The readings are problematic in other ways. For example the author continually refers to what he calls an ontology of unknowability. I may not know much about philosophy, but I do know that what is knowable or not is the domain of epistemology. Ontological views, even Realism, tell us nothing about what may be known or what must remain unknown. They tell us about what can be inferred to exist. So an ontology of unknowability is an oxymoron. I plan to ask about this.

The author of the two papers, who will also lead the seminar, seems to see machines that use feedback in an animistic way. He focusses on the homoeostat, a kind of current regulator that can hold an output steady under different input currents, but in a quite inefficient way by changing the internal resistance of the machine randomly to 1 of 24 values in response to rising input currents. As the current rises it forces the machine to adopt first one then then another value. With four linked together, the output of one linked to the input of another, one can create a feedback system which stabilises the output current.

The author wants us to see this as agent-like behaviour. It isn't. He says that such devices "explored the unknown". They didn't. That they "reacted constructively". They didn't. And there are better ways to make current regulators using transistors!

Sadly beer ended up becoming a "tantric yogi" and this opens the door to all kinds of nonsense. It links all this to "spirituality", that empty modern word for values we can no longer articulate, but which has something to do with what we feel when we walk into a grand church or a forest, or when we shut ourselves of from ordinary sensory perceptions as in meditation. The ontology of unknowability is also a neo-Taoist ontology. And as this point I begin to doubt I will get anything at all from the seminar. However I have watched a long interview with the author on YouTube and in person he is quite a bit less flaky than he appears to be in the seminar readings.

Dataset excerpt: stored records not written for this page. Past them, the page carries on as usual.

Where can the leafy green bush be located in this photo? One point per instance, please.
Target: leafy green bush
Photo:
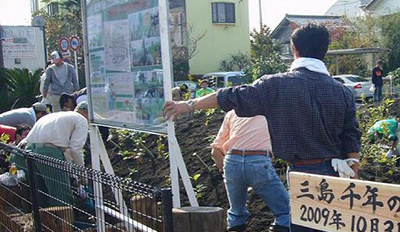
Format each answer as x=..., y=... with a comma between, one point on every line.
x=19, y=88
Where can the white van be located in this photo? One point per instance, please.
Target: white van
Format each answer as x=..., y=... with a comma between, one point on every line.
x=224, y=79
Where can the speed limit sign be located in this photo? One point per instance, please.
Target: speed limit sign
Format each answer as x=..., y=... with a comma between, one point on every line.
x=74, y=43
x=64, y=44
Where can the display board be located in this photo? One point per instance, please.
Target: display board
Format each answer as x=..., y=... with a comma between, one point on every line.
x=23, y=47
x=125, y=68
x=337, y=204
x=18, y=41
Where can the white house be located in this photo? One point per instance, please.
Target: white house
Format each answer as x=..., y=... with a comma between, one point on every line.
x=348, y=8
x=382, y=7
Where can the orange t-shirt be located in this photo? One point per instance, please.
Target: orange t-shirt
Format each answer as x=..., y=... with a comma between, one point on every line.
x=8, y=130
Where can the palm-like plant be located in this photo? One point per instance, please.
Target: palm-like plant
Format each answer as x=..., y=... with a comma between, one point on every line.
x=23, y=87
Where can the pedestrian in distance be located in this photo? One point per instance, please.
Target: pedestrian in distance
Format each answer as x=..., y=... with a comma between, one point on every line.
x=204, y=89
x=179, y=92
x=242, y=151
x=386, y=131
x=311, y=117
x=60, y=77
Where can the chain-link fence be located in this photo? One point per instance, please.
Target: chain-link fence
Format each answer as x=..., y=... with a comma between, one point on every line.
x=48, y=194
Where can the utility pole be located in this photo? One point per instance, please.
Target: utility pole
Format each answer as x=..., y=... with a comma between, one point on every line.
x=260, y=12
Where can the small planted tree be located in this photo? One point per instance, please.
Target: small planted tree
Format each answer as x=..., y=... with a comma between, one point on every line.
x=265, y=58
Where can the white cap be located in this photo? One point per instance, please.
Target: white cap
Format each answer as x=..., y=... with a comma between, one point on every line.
x=54, y=55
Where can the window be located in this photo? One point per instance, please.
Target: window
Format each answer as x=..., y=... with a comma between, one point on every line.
x=52, y=8
x=285, y=49
x=223, y=12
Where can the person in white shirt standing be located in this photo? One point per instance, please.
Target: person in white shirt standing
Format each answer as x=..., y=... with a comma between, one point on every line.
x=61, y=136
x=60, y=77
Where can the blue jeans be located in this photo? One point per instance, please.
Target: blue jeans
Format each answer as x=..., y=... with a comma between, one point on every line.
x=256, y=171
x=324, y=168
x=378, y=93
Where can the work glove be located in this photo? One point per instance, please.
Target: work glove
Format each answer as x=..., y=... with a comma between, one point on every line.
x=342, y=166
x=82, y=192
x=46, y=101
x=389, y=154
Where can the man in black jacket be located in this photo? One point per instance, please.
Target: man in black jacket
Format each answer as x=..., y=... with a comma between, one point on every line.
x=311, y=117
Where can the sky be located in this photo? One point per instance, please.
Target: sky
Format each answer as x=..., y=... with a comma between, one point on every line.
x=17, y=12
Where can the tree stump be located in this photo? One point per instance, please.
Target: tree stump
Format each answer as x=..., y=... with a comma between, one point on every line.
x=9, y=196
x=146, y=211
x=57, y=218
x=199, y=219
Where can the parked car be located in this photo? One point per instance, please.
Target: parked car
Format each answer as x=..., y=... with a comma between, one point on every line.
x=191, y=85
x=359, y=86
x=224, y=79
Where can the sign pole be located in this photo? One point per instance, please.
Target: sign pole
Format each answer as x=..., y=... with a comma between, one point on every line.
x=175, y=155
x=74, y=45
x=76, y=65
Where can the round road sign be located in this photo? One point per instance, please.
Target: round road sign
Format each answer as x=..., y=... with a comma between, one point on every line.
x=74, y=43
x=64, y=44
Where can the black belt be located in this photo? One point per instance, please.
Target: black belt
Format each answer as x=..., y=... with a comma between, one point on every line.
x=248, y=152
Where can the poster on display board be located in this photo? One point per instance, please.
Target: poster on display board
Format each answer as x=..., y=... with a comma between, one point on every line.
x=126, y=73
x=18, y=41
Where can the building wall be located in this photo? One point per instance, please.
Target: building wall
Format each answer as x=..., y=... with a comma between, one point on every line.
x=220, y=40
x=384, y=7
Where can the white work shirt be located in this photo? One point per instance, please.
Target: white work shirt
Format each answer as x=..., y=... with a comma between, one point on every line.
x=66, y=130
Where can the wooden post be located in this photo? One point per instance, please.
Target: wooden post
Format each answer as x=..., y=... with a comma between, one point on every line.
x=145, y=211
x=199, y=219
x=58, y=218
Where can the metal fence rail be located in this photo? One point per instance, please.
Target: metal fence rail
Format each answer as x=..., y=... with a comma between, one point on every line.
x=54, y=195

So my expectations for the seminar are pretty low to say the least. However, this is the first in a series with a lot of guest speakers and I hope to attend them all to see if there is any value to be had in talking about cybernetics. Going by what I've read so far I'm unlikely to adopt the language of cybernetics even though the ideas are clearly related to things I've been writing about. Indeed it seems to me that the more urgent need is for Amistics, the study of the impact of technology on humanity and the world.

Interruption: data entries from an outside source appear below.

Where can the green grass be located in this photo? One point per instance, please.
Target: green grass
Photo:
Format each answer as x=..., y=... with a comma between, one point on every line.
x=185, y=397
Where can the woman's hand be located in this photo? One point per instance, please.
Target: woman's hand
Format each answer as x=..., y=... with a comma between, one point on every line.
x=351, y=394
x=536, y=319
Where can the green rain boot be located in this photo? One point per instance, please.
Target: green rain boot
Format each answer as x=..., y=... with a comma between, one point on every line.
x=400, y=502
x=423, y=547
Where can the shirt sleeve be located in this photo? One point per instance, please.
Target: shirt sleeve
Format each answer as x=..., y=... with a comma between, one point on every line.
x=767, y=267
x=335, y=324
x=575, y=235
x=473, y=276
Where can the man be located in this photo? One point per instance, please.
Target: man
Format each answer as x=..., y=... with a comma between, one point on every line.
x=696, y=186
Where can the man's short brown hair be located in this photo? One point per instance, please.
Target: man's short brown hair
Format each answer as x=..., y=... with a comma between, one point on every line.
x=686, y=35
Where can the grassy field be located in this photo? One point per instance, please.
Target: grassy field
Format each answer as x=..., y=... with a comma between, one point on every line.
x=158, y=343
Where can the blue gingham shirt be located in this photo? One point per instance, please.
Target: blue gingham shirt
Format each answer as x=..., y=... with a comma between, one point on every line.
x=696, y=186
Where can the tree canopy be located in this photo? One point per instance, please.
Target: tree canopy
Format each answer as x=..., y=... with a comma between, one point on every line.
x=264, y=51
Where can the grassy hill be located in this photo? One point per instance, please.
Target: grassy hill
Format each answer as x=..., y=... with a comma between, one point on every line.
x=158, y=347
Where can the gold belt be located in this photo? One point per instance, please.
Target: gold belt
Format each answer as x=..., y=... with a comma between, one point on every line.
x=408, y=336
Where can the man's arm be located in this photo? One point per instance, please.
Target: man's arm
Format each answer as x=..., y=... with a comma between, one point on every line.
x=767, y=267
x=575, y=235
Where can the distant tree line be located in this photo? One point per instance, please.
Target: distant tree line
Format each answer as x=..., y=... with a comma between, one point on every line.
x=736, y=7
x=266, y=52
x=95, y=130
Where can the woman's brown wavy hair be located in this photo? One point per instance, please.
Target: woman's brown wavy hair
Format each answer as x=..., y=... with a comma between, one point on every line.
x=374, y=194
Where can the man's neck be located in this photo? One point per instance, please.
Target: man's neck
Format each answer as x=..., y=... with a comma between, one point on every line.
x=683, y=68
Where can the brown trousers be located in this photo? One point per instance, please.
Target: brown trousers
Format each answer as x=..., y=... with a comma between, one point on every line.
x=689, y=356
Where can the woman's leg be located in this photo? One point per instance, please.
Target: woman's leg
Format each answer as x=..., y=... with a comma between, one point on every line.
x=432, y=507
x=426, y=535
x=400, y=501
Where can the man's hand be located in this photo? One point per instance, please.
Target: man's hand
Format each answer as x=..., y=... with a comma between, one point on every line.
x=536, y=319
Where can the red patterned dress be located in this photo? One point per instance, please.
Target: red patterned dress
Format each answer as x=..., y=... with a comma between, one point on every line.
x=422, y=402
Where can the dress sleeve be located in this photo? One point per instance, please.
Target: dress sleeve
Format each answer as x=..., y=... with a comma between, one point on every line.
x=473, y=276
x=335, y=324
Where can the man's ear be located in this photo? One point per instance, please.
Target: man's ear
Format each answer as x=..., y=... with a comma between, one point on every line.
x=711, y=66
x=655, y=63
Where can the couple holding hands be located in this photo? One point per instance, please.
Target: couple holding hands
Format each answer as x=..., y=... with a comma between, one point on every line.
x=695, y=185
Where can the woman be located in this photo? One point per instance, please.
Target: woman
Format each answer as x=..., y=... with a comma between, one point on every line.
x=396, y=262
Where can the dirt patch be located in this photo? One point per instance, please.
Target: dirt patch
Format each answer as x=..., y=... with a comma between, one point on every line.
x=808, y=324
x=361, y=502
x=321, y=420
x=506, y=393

Since R. D. Laing is praised in one of the articles, I revisited part of Adam Curtis's documentary The Trap which describes the baleful influence of Game Theory on Laing (and on society in general). Game Theory was the invention not of a beautiful mind, but of a mind warped by paranoid schizophrenia. The influence of Game Theory on Laing seems not the be widely recognised.

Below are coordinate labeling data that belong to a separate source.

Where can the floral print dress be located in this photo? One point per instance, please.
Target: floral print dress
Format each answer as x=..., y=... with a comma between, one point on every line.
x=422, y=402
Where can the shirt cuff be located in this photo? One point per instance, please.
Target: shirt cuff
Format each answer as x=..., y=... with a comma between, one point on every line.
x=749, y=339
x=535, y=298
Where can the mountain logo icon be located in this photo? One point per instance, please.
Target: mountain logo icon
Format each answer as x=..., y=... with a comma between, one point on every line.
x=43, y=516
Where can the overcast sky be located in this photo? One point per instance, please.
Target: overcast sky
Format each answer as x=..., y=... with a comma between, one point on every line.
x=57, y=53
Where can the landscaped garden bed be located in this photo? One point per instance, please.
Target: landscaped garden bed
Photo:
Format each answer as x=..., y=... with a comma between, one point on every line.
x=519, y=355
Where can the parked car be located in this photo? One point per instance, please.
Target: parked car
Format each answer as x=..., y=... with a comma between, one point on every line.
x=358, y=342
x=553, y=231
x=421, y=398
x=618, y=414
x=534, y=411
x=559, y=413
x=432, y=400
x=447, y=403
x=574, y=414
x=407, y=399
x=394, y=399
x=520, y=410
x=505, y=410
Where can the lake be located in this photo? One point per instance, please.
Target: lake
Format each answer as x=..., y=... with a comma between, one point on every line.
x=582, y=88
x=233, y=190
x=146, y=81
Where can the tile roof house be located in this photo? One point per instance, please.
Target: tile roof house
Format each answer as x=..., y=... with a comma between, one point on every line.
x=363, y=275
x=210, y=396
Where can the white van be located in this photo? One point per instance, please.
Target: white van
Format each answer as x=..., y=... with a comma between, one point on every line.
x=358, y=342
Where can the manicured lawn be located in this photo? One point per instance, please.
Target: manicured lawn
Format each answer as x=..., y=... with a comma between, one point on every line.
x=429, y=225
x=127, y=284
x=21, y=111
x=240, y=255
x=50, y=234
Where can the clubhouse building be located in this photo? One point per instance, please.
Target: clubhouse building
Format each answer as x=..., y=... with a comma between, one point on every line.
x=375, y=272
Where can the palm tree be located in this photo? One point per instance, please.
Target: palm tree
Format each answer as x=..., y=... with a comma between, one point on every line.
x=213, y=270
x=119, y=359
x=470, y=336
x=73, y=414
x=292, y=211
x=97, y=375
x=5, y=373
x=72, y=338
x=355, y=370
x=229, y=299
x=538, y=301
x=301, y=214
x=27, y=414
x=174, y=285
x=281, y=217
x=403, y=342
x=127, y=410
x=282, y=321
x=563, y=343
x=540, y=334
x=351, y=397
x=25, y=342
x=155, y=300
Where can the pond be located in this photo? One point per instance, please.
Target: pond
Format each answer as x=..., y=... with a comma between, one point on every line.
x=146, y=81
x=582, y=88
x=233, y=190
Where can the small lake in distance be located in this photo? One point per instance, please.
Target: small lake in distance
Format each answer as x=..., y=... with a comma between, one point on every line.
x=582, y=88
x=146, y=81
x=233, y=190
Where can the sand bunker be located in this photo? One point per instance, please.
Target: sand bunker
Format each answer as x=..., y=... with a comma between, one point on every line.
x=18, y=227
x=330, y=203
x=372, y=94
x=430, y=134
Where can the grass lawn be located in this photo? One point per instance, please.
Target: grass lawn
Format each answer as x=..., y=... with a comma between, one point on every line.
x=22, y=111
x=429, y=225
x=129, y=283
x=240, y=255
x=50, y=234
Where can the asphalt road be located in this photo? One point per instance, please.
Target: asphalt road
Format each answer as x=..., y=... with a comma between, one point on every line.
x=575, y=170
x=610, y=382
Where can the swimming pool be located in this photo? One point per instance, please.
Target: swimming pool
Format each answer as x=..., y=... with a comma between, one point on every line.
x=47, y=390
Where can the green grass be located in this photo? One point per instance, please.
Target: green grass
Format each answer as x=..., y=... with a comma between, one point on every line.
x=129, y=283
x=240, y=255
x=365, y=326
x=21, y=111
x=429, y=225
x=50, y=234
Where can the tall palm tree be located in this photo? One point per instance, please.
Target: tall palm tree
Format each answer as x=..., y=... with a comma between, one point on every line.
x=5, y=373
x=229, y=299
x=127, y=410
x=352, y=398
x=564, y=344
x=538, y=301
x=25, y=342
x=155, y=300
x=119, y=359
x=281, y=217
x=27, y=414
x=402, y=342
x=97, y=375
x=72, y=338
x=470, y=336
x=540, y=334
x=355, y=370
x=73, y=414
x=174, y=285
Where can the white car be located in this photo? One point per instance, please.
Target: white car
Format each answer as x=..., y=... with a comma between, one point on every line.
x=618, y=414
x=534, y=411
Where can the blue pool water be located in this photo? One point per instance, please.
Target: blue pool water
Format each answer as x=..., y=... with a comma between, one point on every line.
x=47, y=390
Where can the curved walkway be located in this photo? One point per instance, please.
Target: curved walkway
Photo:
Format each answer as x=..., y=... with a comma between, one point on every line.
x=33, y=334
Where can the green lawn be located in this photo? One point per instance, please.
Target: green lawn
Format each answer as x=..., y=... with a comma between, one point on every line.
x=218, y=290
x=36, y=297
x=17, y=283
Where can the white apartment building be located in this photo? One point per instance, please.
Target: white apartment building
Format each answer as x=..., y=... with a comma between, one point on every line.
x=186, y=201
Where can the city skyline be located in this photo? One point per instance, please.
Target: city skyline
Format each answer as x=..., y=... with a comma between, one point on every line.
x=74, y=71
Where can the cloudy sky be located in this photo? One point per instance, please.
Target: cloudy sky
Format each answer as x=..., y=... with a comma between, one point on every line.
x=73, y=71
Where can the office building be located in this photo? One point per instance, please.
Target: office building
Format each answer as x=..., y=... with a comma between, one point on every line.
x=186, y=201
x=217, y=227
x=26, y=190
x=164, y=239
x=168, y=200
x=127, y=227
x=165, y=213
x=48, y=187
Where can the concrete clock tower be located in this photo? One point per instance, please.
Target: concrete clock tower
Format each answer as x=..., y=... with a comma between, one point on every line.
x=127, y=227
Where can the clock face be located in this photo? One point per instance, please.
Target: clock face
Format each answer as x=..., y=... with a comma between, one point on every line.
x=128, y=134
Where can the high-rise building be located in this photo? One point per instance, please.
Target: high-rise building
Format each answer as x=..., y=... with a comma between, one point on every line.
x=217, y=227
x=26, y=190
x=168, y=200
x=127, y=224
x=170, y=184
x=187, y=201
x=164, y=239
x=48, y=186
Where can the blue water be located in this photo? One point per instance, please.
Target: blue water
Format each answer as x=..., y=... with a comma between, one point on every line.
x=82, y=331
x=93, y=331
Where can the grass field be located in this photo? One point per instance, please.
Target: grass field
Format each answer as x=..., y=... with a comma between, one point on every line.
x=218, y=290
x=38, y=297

Ironically, Laing who had so viciously chided the medical profession for medicating their patients, was an inveterate user of drugs and alcohol, who became an alcoholic. On the plus side, though it was far from being a cure for psychosis, Laing's practice of actually talking to the insane as human beings did relieve their suffering. Game Theory led him to see the family as the cause of insanity. His view of the family was bleak and paranoid in the way that John Nash's view of humanity as expressed in Game Theory was. Curtis suggests that Laing was sublimating his feelings about the Cold War and projecting them onto the families he studied, seeing them purely in terms of tacit and deceptive struggles for control. This is a view of humanity lacking in reciprocity and empathy - i.e. lacking the basis for morality that is found in all primates.